Aboul'âlaa Al Maari (973 – 1057). Le pessimiste sceptique

"Le Coran, la torah, les évangiles... à chaque génération ses mensonges"

"Réveillez-vous, réveillez-vous, ô égarés ! Vos religions sont subterfuges des anciens". Aboul'âlaa Al Maari distille sa liberté de pensée sous couvert de sagesse. Né à Maarat Al Nu’man en Syrie, il devient aveugle à 4 ans suite à une épidémie de variole. Il enchaîne les études, de religion, de linguistique et de littérature, se rend à Alep pour perfectionner ses acquis et rencontre les grands lettrés de son temps à Bagdad, à l’âge de 35 ans. Son pessimisme prend déjà forme. Il refuse de se marier "pour ne pas perpétuer l’humanité". Quoique fortuné et entouré de serviteurs, il mène une vie d’ascète. Certains le disent anti-religieux. Au fond, Al Maari est un sceptique né. Dans un de ses fameux poèmes, il se dit ballotté entre "les cloches de l’église et la voix du muezzin". Cherchait-il sa voie ? Pour lui, la vérité est au-delà des chapelles. "Coran, Torah, évangiles… à chaque génération ses mensonges / que l’on s’empresse de croire et de consigner", écrit-il. Aussi doué en vers qu’en prose, il consigne dans Luzumiat (Obligations) son sentiment que tout est mensonge. "Si vos bouches louent Dieu, vos âmes et vos cœurs sont dans l’allégresse sans raisons". Dans sa fameuse épître du pardon (Rissalat Al Ghofran) – souvent comparée à la Divine Comédie de Dante – il prend, sans en avoir l’air, la défense d’auteurs anti-conformistes. Il estime que, dans le lot de leur littérature, "un vers pudique suffit pour les absoudre". Quant à lui, il en a produit plusieurs pour noyer le poisson.



Ibn Rochd (1126 – 1198). La raison d’abord

"L’essence de Dieu n’est pas en contradiction avec la science rationnelle"

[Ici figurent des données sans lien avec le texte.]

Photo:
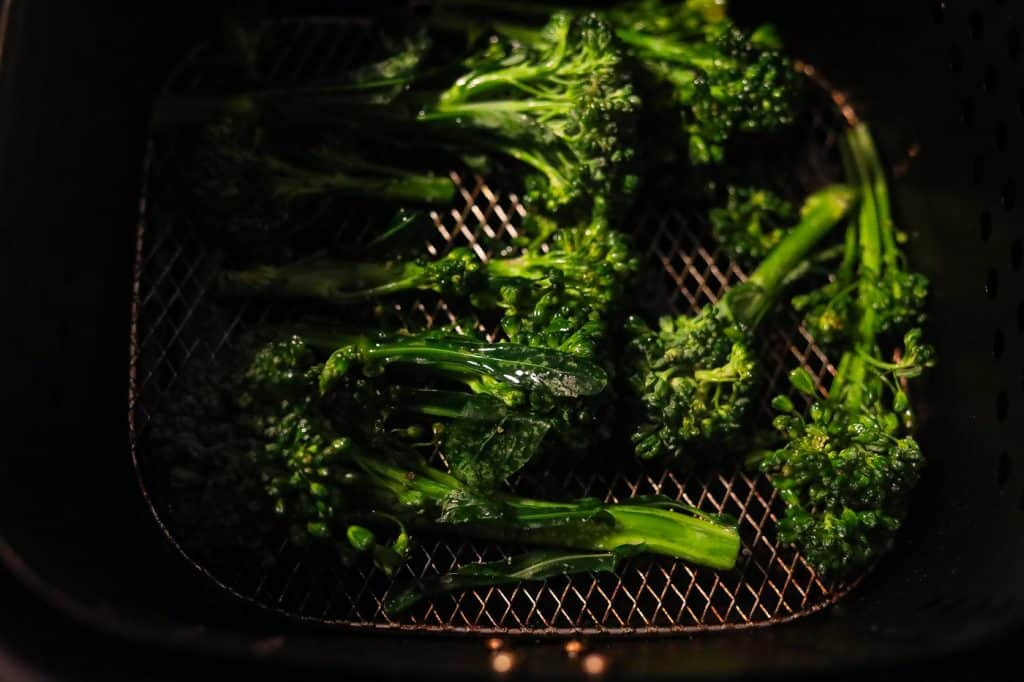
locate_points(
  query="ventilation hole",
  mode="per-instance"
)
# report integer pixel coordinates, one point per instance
(1009, 194)
(991, 79)
(976, 25)
(1000, 136)
(955, 59)
(967, 112)
(992, 284)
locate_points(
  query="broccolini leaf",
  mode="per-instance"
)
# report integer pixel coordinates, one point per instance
(482, 454)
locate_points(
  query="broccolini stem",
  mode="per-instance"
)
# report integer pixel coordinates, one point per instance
(658, 530)
(881, 187)
(851, 379)
(749, 302)
(458, 110)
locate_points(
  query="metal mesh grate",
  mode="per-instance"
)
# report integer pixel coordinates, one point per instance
(178, 321)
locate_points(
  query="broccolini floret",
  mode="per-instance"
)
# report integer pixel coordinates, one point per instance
(846, 471)
(695, 375)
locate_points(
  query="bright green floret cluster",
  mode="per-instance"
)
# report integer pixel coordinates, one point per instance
(696, 375)
(846, 472)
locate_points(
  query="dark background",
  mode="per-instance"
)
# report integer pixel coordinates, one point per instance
(87, 587)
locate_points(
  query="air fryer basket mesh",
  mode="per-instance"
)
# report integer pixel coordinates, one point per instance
(174, 324)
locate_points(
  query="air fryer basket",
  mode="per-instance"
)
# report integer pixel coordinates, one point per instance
(940, 83)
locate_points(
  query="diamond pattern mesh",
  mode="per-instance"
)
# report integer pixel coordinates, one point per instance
(178, 320)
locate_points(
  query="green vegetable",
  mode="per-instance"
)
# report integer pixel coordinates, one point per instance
(726, 81)
(752, 223)
(330, 478)
(897, 295)
(560, 299)
(536, 565)
(695, 375)
(712, 79)
(847, 470)
(558, 99)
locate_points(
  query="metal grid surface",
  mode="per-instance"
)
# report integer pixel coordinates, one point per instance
(177, 320)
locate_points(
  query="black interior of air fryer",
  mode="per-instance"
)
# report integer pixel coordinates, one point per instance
(943, 85)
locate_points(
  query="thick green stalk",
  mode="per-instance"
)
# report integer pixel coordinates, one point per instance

Abu Al-Walid Mohammed Ibn Rochd est un homme aux multiples talents. Né à Cordoue, où il fréquente les meilleures écoles, il suit une formation encyclopédique et en sort meilleur médecin de sa génération. Alem comme son grand père, il devient aussi le premier philosophe arabe à accéder aux textes d’Aristote dans leur version originale et à en devenir le commentateur attitré. Musulman, connaissant les ficelles de la charia, et aristotélicien abreuvé de la raison grecque, il considère qu’il n’y a pas de contradiction entre le sens profond (batin) de la loi divine et l’esprit rationnel. Mais de peur de s'aliéner les musulmans qui s’en tiennent au sens extérieur du texte coranique (zahir), il estime, comme Platon, que "la philosophie devrait rester l’apanage de l’élite". à l’âge de 40 ans, un autre membre de l’élite, Ibn Toufaïl, le présente à l’émir Abou Yacoub Youssef qui le fait cadi à Séville puis le nomme son médecin personnel à Marrakech, en remplacement de son ami Ibn Toufaïl. A Marrakech, il répond en 1189 à un autre penseur, plus traditionnaliste, Abou Hamid Al Ghazali, dans son fameux livre Tahafut al-Tahafut (L’Ecroulement de l’écroulement) pour montrer que "l’essence éternelle" de Dieu n’est pas en contradiction avec "la science rationnelle" de ses créatures. Lorsqu’il tente d’expliquer le monde par des lois mathématiques, le nouveau calife Yacoub Al Mansour l’exile à Fès comme hérétique. Condamné plus tard par le concile de Paris, il sera gracié, reviendra à Marrakech et y mourra.